Reactive Molecular Dynamics in Ionic Liquids: A Review of Simulation Techniques and Applications

Ionic liquids exhibit distinctive solvation and reactive properties, making them highly relevant for applications in energy storage, catalysis, and CO₂ capture. However, their complex molecular interactions, including proton transfer and physisorption/chemisorption, necessitate advanced computational efforts to model them at the atomic scale. This review examines key molecular dynamics approaches for simulating ionic liquid reactivity, including quantum-mechanical methods, conventional reactive force fields such as ReaxFF, and fractional force fields employed in PROTEX. The strengths and limitations of each method are assessed within the context of ionic liquid simulations.

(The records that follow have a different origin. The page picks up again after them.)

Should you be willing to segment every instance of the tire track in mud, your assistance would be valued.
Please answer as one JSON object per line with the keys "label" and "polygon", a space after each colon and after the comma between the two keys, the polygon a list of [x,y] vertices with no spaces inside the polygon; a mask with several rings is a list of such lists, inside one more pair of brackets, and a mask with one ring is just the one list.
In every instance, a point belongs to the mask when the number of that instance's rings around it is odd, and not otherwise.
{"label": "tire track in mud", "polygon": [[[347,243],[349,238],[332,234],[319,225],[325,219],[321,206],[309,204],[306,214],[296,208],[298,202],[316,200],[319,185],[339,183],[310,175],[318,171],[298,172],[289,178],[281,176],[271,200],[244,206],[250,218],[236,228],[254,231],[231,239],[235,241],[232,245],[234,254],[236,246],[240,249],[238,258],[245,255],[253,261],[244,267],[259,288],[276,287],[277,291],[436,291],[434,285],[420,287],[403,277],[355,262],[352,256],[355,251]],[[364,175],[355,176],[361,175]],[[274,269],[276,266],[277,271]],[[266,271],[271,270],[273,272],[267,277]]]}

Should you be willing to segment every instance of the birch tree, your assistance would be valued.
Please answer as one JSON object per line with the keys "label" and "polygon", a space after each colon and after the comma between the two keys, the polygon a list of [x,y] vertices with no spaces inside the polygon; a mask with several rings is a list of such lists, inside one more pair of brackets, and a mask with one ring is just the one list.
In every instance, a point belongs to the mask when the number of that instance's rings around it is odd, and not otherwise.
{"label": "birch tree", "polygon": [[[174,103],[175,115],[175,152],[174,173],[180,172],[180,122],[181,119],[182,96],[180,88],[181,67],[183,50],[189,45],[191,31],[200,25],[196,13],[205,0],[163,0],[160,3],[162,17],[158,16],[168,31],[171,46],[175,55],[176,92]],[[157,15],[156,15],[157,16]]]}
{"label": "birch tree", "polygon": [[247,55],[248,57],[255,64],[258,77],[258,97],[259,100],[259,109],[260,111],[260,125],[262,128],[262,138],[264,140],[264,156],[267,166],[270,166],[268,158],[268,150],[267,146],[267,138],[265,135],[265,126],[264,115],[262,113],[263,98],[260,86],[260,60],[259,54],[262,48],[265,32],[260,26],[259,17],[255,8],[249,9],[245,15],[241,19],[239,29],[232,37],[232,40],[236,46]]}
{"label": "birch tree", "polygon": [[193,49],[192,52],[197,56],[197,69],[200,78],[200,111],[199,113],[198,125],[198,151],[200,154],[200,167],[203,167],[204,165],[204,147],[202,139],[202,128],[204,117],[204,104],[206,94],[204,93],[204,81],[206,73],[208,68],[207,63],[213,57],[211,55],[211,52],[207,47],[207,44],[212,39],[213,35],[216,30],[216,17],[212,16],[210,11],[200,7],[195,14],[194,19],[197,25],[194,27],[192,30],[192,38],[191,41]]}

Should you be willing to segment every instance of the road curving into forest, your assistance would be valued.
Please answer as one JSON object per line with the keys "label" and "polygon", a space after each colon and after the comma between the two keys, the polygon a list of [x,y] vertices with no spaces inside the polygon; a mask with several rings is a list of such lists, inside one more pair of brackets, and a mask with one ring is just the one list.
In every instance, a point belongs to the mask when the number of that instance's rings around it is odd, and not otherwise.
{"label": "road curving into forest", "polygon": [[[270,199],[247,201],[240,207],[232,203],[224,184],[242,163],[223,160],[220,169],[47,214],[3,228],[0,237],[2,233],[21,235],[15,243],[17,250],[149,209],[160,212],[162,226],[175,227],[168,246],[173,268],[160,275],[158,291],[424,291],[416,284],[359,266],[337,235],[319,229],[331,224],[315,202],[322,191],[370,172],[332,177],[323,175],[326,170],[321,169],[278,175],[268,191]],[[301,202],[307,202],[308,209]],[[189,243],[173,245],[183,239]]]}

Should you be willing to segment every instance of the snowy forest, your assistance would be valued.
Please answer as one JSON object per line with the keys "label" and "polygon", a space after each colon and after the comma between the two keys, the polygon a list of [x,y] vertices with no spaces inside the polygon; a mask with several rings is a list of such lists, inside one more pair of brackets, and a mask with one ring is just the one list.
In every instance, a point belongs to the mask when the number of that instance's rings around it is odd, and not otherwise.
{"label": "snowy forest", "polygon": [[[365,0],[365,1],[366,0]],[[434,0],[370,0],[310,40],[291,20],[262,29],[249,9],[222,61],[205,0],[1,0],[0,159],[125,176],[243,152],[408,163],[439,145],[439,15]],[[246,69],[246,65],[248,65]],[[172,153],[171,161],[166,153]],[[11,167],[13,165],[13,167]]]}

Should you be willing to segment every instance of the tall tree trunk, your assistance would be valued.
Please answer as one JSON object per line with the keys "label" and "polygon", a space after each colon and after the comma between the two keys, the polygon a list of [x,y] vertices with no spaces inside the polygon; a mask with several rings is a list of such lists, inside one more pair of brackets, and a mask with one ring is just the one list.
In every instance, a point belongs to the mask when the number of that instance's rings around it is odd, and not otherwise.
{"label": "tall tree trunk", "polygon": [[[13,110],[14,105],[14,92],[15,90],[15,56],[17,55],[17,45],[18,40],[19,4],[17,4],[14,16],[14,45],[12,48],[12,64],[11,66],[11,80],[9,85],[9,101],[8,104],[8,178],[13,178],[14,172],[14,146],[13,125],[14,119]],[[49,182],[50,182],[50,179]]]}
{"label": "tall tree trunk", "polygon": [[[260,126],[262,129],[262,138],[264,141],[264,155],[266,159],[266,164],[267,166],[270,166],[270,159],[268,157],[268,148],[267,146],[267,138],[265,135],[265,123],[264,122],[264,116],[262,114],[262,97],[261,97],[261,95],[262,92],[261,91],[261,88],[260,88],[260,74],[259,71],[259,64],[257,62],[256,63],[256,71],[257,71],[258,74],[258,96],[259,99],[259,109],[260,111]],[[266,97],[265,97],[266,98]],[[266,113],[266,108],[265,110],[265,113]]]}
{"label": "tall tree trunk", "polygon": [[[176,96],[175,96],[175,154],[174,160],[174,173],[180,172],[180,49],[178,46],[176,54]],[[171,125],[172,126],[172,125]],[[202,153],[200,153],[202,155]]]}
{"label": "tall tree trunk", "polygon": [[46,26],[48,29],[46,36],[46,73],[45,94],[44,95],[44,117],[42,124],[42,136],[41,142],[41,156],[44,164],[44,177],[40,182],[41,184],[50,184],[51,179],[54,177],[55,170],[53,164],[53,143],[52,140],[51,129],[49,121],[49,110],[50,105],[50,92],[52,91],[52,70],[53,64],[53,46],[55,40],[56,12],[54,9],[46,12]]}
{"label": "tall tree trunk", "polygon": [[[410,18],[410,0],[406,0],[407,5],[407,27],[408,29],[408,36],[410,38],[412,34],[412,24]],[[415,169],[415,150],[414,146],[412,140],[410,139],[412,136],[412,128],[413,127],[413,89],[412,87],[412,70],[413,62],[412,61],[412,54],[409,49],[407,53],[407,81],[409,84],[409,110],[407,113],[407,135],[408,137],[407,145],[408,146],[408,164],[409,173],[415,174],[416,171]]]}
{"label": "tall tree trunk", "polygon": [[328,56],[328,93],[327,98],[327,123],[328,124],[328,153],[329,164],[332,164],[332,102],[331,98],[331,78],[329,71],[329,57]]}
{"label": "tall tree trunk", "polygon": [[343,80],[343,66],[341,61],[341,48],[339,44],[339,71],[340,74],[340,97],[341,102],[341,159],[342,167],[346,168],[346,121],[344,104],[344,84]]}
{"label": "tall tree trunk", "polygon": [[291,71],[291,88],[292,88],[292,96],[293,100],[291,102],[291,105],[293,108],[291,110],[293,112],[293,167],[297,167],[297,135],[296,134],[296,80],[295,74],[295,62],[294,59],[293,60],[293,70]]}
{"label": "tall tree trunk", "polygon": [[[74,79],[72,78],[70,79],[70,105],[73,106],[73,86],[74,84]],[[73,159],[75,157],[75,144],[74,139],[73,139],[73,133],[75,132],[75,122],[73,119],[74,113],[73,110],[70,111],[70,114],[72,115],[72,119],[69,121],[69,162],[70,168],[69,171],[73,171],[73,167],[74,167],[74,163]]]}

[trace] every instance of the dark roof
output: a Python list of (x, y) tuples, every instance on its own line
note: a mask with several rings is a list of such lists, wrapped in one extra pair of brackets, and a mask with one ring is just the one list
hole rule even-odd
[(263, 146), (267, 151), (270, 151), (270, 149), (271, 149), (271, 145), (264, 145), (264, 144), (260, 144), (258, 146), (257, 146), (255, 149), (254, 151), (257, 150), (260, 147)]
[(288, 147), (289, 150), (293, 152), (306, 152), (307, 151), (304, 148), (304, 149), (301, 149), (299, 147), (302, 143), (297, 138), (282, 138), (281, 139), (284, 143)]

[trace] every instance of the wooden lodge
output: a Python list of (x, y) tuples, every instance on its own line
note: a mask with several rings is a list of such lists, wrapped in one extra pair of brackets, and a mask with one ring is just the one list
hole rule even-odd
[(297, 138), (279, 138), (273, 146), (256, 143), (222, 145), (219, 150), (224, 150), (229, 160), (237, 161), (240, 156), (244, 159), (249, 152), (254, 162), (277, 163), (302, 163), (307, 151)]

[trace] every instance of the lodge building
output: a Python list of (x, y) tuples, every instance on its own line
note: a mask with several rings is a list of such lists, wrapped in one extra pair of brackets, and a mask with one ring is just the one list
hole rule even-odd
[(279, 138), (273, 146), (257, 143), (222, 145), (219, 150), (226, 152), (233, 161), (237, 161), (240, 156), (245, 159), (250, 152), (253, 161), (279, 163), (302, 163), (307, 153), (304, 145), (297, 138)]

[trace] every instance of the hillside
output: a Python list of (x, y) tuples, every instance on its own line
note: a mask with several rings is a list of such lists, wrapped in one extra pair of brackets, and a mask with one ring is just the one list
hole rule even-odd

While quantum-mechanical simulations provide detailed electronic insights, their high computational cost restricts system size and simulation timescales. Reactive force fields enable bond breaking and formation in larger systems but require extensive parameterization. These approaches are well suited for investigating reaction pathways influenced by the local environment, which can also be partially addressed using multiscale simulations. Fractional force fields offer an efficient alternative for simulating significantly larger reactive systems over extended timescales. Instead of resolving individual reaction mechanisms in full detail, they incorporate reaction probabilities to model complex coupled reactions. This approach enables the study of macroscopic properties, such as conductivity and viscosity, as well as proton transport mechanisms like the Grotthuß process—phenomena that remain inaccessible to other computational methods.